Walk outside on any given spring morning and you will undoubtedly be treated to the pleasing songs of your local birds, most likely trying to attract a mate. As birders, we spend countless hours listening to these beautiful songs and try to commit them to memory to help us with identification.
While the majority of your backyard birds will sing, there is one visitor that channels their inner voice in quite a different way. Woodpeckers will drum on objects like tree trunks, utility poles, chimneys, homes and any other material that will resonate sound. Like songbirds, this is the woodpecker’s variation of their song and is what they use to accomplish their duties, particularly in the spring.
Their thick skulls are helpful in protecting their brains while they aggressively peck at trees and other slid objects and their bills are among the strongest in the avian world.
There are two main reasons a woodpecker will drum, much the same as many other birds you can find or hear in your backyard. Woodpeckers will drum to both attract a potential mate and to claim territory. By producing a strong drumming that can be heard for long distances, woodpeckers assert themselves as a dominant bird in the area, as their drumming is often easily recognized by other woodpeckers due to their consistent tempo and patterns.

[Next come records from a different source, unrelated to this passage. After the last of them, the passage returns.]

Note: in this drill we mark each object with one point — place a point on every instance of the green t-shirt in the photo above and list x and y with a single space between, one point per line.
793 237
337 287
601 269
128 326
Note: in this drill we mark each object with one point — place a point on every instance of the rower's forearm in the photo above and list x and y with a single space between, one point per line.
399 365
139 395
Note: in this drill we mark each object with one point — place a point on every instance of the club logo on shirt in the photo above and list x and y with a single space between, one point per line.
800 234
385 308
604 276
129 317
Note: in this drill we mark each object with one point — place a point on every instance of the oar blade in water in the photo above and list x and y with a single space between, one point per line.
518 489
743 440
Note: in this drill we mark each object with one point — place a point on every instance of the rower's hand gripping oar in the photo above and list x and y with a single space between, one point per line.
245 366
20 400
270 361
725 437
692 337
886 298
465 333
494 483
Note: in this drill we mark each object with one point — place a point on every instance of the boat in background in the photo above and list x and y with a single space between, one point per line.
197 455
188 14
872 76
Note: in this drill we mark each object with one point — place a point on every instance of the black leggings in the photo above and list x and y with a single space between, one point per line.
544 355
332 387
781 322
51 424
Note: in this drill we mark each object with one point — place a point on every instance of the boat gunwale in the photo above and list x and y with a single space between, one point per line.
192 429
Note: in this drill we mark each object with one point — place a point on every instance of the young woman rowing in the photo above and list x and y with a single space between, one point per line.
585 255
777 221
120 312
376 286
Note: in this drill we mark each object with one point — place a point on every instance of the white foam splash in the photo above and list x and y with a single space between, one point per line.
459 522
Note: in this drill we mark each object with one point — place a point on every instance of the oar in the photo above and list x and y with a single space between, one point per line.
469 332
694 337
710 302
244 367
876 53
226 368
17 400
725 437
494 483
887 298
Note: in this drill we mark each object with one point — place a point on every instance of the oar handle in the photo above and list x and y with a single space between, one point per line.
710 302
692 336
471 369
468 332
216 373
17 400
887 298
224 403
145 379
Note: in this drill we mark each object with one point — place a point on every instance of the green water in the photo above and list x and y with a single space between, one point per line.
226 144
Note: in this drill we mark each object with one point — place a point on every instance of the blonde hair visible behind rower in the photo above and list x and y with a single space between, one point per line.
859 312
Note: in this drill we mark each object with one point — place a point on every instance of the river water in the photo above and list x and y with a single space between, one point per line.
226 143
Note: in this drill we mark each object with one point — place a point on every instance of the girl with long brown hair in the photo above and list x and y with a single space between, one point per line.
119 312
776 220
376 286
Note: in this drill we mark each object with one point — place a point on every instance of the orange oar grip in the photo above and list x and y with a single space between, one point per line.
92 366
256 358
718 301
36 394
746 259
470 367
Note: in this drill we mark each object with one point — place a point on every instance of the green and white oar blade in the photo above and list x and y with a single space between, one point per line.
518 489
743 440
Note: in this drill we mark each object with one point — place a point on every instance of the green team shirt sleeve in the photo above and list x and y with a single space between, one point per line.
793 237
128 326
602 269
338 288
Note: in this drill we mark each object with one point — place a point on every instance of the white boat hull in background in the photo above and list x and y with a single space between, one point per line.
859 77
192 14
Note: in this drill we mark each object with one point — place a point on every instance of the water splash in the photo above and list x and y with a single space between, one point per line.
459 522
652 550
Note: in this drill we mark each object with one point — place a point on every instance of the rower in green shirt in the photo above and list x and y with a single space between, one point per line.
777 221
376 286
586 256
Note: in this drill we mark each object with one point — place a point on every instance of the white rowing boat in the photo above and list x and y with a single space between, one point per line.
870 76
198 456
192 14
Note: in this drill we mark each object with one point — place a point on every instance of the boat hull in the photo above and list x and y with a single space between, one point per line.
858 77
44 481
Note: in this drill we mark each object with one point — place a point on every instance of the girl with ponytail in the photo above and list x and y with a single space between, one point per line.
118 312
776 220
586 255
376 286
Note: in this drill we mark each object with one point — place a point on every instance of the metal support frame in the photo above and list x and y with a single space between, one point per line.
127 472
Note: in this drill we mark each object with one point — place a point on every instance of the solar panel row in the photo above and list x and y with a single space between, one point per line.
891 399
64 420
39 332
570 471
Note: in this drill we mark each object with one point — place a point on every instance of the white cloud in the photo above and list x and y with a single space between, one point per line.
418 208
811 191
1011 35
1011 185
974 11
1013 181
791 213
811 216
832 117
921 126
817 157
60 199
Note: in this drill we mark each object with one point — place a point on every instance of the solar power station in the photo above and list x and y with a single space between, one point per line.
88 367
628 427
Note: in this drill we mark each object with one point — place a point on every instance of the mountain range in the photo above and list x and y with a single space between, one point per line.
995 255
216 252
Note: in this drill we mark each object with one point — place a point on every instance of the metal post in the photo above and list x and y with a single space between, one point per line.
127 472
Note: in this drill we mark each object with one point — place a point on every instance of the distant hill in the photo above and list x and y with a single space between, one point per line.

While most of us have surely heard the familiar sound of a drumming woodpecker, we will often assume the bird is simply foraging for food or creating an area to house a nest and their young. While this is true, pay close attention to the time of year and also the type of tree these birds use. During the spring, the sound of a woodpecker working away at a tree is often a mating or territorial defense call or song. They will often use dead or hollow trees for these actions as well, searching out objects that will allow their sounds to be heard from as far as possible.